Cathleen Quinn was also appointed as vice president, creative development center for fine fragrances. Quinn will provide strategic alignment to perfumers by managing all creative development resources in North America, including evaluation, marketing and laboratories. With 13 years of management experience in the marketing and creative development of fine fragrance, Quinn relocated from Firmenich's global fine fragrance center in Paris where she served as vice president of creative marketing. Marc Salmon also assumed the role of vice president of sales for fine fragrance North America.
Firmenich's business is broken down into four segments, which include fine fragrances, personal care, home care and ingredients, which is the backbone of the company's success. The company has placed a strong emphasis on research — both in terms of ingredients and marketing — to develop a creative edge as competition to win briefs remains fierce. Vittoria stressed Firmenich's investment in creating new molecules. The company has been plowing 10 percent of its annual sales into research and development with an eye to discovering new ingredients. Firmenich spends up to $2 million per new molecule on various regulatory and safety approvals and comes out with five to 10 new ingredients per year.

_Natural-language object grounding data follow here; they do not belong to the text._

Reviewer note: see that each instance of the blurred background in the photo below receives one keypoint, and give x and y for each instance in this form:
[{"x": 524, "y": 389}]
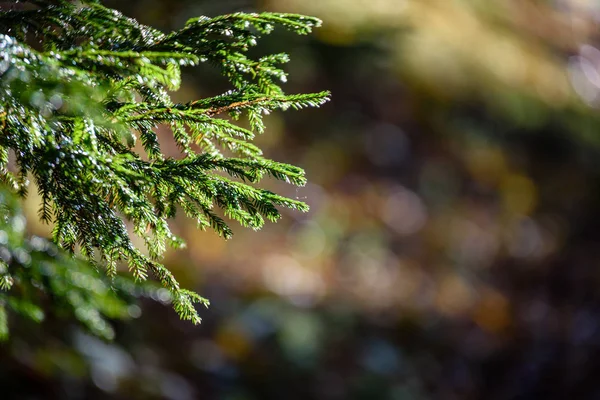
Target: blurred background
[{"x": 452, "y": 250}]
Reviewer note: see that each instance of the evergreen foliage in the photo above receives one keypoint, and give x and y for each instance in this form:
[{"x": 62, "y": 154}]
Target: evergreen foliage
[{"x": 80, "y": 86}]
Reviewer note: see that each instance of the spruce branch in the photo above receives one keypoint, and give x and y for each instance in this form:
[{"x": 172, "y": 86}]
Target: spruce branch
[{"x": 72, "y": 111}]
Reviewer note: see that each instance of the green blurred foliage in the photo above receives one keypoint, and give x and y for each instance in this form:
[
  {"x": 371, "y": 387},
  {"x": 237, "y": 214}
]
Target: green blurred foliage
[{"x": 451, "y": 248}]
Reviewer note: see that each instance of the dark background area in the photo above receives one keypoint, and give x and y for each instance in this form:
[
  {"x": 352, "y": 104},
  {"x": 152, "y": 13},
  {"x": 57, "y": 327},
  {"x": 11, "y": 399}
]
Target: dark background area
[{"x": 452, "y": 247}]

"Forty percent of our fragrance ingredients are [proprietary] Firmenich molecules," said Armand de Villoutreys, the group's vice president of fragrance worldwide. "Of those, 20 percent are captives only used by our perfumers, so the product is unique and cannot be counterfeited."
Recent developments include a new extraction method to create a jasmine sambac note.
"It is a superior quality of natural jasmine. It completely matches the flower, avoiding the burnt effect that is often a result of using other extraction methods," maintains Firmenich perfumer Olivier Cresp.